2. Construct the base {py:class}`~qfa.domain.ports.LLMPort` (a {py:class}`~qfa.adapters.llm_client.LiteLLMClient`).
3. If `DB_TRACK_USAGE` is on:
- Construct the {py:class}`~qfa.domain.ports.UsageRepositoryPort` (a {py:class}`~qfa.adapters.db.SqlAlchemyUsageRepository`).
- Wrap the base {py:class}`~qfa.domain.ports.LLMPort` in a {py:class}`~qfa.adapters.tracking_llm.TrackingLLMAdapter` that delegates to the inner port and records each call to the repository.
4. Construct the {py:class}`~qfa.domain.ports.AnonymizationPort` (a {py:class}`~qfa.adapters.presidio_anonymizer.PresidioAnonymizer`).
5. Construct the {py:class}`~qfa.services.orchestrator.Orchestrator` with the (possibly wrapped) ports.
6. Stash the orchestrator, API keys, and — when present — the usage repository on `app.state` for the request lifecycle to read.

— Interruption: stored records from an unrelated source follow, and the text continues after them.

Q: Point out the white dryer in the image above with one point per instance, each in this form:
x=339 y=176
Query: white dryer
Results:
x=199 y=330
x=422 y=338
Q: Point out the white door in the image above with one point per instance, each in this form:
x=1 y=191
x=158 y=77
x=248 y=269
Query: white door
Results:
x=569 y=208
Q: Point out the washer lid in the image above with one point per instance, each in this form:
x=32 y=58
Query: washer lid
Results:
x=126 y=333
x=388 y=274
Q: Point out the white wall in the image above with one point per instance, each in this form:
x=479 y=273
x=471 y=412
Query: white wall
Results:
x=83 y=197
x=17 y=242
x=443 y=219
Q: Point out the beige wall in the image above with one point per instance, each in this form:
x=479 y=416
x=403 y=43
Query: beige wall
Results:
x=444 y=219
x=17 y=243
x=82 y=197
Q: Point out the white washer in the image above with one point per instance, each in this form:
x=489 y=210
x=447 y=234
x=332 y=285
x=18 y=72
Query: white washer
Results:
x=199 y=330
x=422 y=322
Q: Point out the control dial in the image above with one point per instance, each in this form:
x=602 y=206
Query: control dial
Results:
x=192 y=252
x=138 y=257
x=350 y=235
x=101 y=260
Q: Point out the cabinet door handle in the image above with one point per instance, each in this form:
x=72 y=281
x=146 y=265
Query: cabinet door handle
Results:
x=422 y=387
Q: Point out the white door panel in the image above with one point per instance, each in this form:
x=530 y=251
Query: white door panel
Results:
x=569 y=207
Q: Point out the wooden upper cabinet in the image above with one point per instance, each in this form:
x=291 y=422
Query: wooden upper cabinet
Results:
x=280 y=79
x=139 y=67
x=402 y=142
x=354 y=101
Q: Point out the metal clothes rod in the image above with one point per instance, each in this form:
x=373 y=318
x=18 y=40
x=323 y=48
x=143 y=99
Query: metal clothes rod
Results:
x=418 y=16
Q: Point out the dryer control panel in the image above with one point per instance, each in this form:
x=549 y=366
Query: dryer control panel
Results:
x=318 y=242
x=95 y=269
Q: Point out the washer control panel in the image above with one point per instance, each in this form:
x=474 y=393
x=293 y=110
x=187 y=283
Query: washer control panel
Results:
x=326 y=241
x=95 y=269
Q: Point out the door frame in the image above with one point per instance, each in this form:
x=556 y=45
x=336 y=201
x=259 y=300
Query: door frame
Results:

This is the **only** place that knows about concrete adapter classes. Routes and dependencies read from `app.state` only.
## Test seam
`create_app(llm_factory=…)` lets end-to-end tests inject a `FakeLLMPort` without monkey-patching. The lifespan still runs — so the *real* {py:class}`~qfa.adapters.tracking_llm.TrackingLLMAdapter`, {py:class}`~qfa.adapters.presidio_anonymizer.PresidioAnonymizer`, and migrations all execute. Only the bottom-most layer (the actual LLM call) is faked. See `tests/e2e/conftest.py`.